Alfred Jakobsen, Greenland’s executive member for the Inuit Circumpolar Conference (ICC), invited the International Fund for Animal Welfare (IFAW) to witness a seal hunt first hand during ICC’s general assembly next year.

“This would give you an outstanding experience of the state of the Arctic today,” Jakobsen told the IFAW at a recent symposium in Brussels, Belgium. “And it would be nice to bring home a seal as a symbol of our common interests.”

The invitation comes just weeks before European environmental ministers vote on an international deal that could salvage or destroy the aboriginal fur industry.

The International Agreement on Humane Trapping Standards is to be voted on later this month.

A ban on imports of pelts to European Community’s member countries is sure to follow if the agreement isn’t adopted by the European Community.

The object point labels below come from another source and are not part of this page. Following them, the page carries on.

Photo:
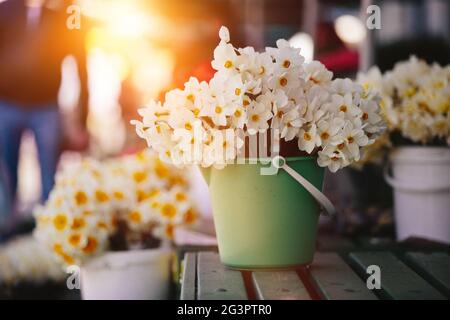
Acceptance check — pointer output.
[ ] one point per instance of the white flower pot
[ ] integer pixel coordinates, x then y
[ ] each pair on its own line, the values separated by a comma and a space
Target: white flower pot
128, 275
421, 182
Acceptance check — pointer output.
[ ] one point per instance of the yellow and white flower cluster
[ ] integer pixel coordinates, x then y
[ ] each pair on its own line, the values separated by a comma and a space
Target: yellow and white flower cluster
92, 201
415, 99
25, 260
267, 92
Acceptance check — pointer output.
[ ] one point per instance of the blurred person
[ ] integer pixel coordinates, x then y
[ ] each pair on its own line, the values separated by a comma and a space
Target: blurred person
34, 40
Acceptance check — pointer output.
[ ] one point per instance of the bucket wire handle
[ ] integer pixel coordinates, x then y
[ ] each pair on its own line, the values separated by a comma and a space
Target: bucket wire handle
397, 184
279, 162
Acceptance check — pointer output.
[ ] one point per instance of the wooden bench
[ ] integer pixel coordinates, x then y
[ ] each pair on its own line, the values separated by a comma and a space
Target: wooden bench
332, 276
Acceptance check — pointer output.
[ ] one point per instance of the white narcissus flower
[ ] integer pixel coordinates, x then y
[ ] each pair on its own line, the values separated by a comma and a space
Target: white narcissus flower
328, 128
317, 74
258, 116
344, 106
253, 92
224, 34
350, 139
286, 57
309, 139
332, 158
225, 58
182, 119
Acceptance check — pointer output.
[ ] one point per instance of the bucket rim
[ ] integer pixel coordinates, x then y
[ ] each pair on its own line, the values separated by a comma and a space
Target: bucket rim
267, 160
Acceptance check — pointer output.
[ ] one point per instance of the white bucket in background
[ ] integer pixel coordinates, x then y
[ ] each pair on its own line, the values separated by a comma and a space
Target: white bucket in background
128, 275
421, 182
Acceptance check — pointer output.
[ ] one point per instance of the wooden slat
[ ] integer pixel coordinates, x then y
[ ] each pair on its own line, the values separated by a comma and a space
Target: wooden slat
215, 282
397, 280
282, 285
434, 267
335, 280
333, 243
188, 278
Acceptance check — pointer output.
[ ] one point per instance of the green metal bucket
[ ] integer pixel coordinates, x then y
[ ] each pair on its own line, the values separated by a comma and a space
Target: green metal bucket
265, 221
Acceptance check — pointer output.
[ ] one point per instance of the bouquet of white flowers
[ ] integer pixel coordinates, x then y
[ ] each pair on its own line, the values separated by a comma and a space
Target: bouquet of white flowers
415, 103
126, 202
251, 93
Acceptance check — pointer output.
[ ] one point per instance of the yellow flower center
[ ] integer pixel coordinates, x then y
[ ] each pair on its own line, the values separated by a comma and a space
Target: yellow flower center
78, 223
255, 118
91, 245
80, 198
190, 216
74, 239
307, 136
168, 210
169, 231
283, 81
60, 222
161, 170
139, 176
324, 136
101, 196
135, 216
180, 196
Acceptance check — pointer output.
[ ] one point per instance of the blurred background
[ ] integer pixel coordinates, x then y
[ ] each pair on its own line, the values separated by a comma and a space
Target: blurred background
72, 77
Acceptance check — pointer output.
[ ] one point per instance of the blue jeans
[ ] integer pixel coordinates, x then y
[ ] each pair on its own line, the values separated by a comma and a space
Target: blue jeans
44, 122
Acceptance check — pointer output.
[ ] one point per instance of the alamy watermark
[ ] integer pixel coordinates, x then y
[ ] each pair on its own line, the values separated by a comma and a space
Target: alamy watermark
374, 279
73, 281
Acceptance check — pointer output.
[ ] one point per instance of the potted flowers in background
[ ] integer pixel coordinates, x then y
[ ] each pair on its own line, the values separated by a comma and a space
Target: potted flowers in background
264, 218
416, 107
26, 267
116, 219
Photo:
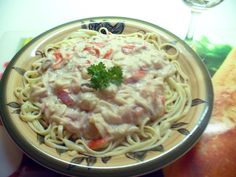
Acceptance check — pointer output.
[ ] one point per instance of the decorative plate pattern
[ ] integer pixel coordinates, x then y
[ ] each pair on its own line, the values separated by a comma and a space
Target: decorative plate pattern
185, 134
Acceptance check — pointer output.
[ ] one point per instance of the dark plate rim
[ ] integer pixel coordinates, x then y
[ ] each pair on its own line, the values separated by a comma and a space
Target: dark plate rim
137, 169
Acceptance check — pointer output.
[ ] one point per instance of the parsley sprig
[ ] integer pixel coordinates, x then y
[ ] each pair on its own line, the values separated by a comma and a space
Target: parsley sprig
101, 77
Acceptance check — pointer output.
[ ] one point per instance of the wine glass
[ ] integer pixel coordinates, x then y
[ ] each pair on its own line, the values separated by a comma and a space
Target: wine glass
197, 7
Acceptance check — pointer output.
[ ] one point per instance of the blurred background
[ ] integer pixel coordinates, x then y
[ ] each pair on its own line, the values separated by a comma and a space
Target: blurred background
24, 18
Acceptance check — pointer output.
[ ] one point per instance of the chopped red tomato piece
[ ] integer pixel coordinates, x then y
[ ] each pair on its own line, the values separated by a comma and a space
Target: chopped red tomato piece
129, 48
57, 55
99, 44
108, 54
64, 97
92, 50
98, 143
137, 75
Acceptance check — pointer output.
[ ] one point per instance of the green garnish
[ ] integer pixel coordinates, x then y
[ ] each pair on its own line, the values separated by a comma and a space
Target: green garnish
101, 77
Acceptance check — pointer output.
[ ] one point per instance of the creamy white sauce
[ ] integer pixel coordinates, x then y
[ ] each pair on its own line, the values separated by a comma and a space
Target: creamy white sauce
117, 110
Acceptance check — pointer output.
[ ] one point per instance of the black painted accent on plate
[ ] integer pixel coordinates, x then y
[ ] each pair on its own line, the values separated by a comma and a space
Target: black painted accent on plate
40, 139
106, 159
139, 156
19, 70
76, 160
183, 131
158, 148
14, 105
90, 160
178, 124
40, 53
61, 151
117, 28
197, 101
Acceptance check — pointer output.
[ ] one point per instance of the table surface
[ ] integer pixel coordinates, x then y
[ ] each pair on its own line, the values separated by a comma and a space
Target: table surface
26, 18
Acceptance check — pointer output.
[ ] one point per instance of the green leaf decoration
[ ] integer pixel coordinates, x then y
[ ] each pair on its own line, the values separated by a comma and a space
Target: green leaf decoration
158, 148
40, 139
21, 71
106, 159
212, 54
90, 160
197, 101
178, 124
139, 156
14, 105
60, 151
183, 131
76, 160
40, 53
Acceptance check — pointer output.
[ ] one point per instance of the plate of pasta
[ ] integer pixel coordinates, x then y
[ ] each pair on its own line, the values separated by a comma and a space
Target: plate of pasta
106, 96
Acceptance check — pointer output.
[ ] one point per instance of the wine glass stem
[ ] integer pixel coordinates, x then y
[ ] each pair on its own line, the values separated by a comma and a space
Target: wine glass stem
192, 25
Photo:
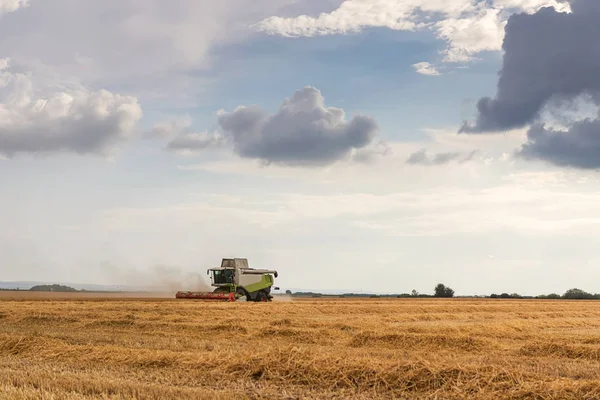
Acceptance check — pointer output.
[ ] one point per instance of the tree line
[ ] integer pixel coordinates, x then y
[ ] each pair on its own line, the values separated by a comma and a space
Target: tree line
443, 291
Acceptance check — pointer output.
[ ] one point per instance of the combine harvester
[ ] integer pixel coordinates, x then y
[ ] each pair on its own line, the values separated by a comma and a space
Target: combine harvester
235, 281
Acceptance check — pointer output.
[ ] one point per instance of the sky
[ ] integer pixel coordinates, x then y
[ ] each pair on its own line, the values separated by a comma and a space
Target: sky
352, 145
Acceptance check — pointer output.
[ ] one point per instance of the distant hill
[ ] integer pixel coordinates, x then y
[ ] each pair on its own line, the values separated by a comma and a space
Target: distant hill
27, 285
52, 288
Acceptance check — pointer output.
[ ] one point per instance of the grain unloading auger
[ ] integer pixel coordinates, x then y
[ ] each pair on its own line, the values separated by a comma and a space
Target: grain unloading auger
235, 281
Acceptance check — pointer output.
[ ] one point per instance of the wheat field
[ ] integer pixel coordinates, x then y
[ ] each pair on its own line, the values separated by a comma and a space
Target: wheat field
110, 347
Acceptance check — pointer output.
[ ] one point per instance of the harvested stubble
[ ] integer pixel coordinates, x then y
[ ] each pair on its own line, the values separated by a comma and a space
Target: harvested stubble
322, 349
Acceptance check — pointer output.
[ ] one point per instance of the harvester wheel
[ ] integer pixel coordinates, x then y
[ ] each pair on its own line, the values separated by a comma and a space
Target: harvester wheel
261, 296
242, 292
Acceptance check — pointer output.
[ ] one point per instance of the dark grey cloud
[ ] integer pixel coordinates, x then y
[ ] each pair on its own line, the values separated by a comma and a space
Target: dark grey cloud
547, 55
578, 147
422, 158
302, 132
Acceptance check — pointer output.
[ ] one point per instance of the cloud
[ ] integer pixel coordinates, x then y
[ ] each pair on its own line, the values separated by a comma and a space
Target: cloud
303, 131
548, 55
480, 31
422, 158
578, 147
426, 68
468, 26
130, 42
170, 128
12, 5
75, 120
192, 143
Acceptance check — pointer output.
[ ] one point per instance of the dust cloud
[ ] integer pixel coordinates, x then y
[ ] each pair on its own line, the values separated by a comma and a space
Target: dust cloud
157, 279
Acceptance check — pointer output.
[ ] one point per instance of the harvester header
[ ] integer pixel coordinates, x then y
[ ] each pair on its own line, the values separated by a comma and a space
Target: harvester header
234, 280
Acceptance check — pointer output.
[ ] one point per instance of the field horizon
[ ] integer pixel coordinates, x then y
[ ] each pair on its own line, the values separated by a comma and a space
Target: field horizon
78, 347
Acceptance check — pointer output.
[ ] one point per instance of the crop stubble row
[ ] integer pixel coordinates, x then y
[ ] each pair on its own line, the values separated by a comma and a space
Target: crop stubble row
78, 347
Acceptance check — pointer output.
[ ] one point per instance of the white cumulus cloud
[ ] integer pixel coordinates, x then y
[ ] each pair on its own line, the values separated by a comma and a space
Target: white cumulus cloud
468, 26
79, 120
426, 68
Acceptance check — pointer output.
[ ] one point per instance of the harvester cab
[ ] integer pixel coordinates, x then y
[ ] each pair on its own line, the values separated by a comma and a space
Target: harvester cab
234, 280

The ICC held this symposium on wildlife management and indigenous peoples to start a dialogue between animal rights organizations and Inuit.

Because the vote is far from certain, the Inuit Tapirisat of Canada (ITC) also organized a strategy session in Montreal this week.

“The European Council of Ministers can block or reject the agreement with 26 votes,” says Peter Williamson, ITC’s Special Projects and Research Coordinator. “The way things stand now there will be 28 votes against it.”

Two years ago, the animal rights lobby was sure that this agreement would be rejected. But it looks like Sweden, home to the Sami, Europe’s only indigenous people, could change its position and swing the vote in favor of the agreement.

The animal rights advocates still have clout, and that’s why the ITC wants to come up with a strong lobbying strategy.

Jakobsen, now back in Nuuk, says that IFAW should be invited sealing “so they can physically, personally breathe what we breathe, see the sea we hunt on and the animals we eat, and be part of everyday life and the needs we have”.

Formed in 1969, IFAW almost singlehandedly squashed the world seal trade back in the 1970s and 1980s.

“I have always seen them as the real opponents of hunters and fishermen in Greenland,” Jakobsen says. “But I think education is the best way to teach them how we perceive the world.”

ITC may opt for a less conciliatory strategy.

“Some of these IFAW people are hardliners,” says President Mary Sillett.